Suicide Prevention and Health Care Accreditation: A Panel Discussion with the Joint Commission
Health care systems play an integral role in suicide prevention. Data show that 83% of people who die by suicide have seen a health care provider within a year preceding their death. 1 In 2012, the U.S. Surgeon General and the National Action Alliance for Suicide Prevention published a revised national strategy recognizing the important role health care systems and health care providers have in suicide prevention. The report called on health care systems to make suicide prevention a “core component” of their work. The report also led to the development and wide adoption of the Zero Suicide framework, a quality improvement model with recommendations on values, culture, measurements, and practices that health care systems should adopt to address suicide risk.
In 2019, the Joint Commission updated its National Patient Safety Goal (NPSG) on Suicide Prevention in Healthcare Settings (NPSG 15.01.01), which aims to “improve the quality of care for those who are being treated for behavioral health conditions and those who are identified as high risk for suicide.” This goal aligns with the Zero Suicide framework and requires health systems to ensure their care includes suicide screening, risk assessments, training for staff, and safety planning. Establishing these suicide prevention practices as an accreditation requirement for health care systems was a tremendous step forward in the identification and treatment for people at risk of suicide.

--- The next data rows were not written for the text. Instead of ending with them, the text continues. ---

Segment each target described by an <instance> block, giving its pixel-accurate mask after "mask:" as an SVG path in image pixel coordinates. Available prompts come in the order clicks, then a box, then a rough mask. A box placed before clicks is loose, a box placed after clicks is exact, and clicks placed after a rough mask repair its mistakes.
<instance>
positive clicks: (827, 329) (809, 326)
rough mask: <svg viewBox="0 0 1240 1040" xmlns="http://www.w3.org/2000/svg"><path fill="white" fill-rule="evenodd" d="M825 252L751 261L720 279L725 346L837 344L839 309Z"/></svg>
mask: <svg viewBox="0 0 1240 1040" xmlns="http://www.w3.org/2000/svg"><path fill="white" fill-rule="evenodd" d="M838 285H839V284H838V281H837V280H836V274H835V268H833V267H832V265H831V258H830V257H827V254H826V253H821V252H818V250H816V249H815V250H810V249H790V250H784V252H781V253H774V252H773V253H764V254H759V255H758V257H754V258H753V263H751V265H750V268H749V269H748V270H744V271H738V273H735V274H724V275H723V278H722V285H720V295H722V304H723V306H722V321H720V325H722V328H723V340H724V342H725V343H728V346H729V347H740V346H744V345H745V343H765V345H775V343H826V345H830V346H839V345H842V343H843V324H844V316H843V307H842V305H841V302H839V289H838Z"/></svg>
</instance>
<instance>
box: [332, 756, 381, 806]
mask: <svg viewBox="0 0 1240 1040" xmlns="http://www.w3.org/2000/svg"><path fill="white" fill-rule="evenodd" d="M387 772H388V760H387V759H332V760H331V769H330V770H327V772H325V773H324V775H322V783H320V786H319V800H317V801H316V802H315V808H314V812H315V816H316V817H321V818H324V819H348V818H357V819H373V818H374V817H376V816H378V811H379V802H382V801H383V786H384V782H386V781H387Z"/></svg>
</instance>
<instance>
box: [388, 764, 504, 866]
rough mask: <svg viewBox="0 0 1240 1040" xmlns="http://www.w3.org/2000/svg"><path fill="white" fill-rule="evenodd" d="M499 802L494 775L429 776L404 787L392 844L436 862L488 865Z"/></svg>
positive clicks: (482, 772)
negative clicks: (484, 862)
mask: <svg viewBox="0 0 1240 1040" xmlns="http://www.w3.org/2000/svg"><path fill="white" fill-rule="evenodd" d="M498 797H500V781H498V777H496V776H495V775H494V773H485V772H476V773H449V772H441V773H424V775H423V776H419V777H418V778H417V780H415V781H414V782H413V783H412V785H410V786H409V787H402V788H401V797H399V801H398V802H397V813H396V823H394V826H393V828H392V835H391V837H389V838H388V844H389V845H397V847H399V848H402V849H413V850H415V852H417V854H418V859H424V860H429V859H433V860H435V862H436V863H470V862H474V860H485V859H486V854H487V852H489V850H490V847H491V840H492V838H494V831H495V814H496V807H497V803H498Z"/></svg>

This live panel discussion will focus on how to meet NPSG 15.01.01. The expert panel includes associate director Gina Malfeo-Martin, MSN, RN, of the Joint Commission; Ed Boudreaux, PhD, of the University of Massachusetts Chan Medical School; and Brian Ahmedani, PhD, of Henry Ford Health. The panel discussion will focus on addressing common questions and issues frequently encountered by agencies seeking to meet NPSG 15.01.01 and how two leading health care systems achieve and even exceed the goal.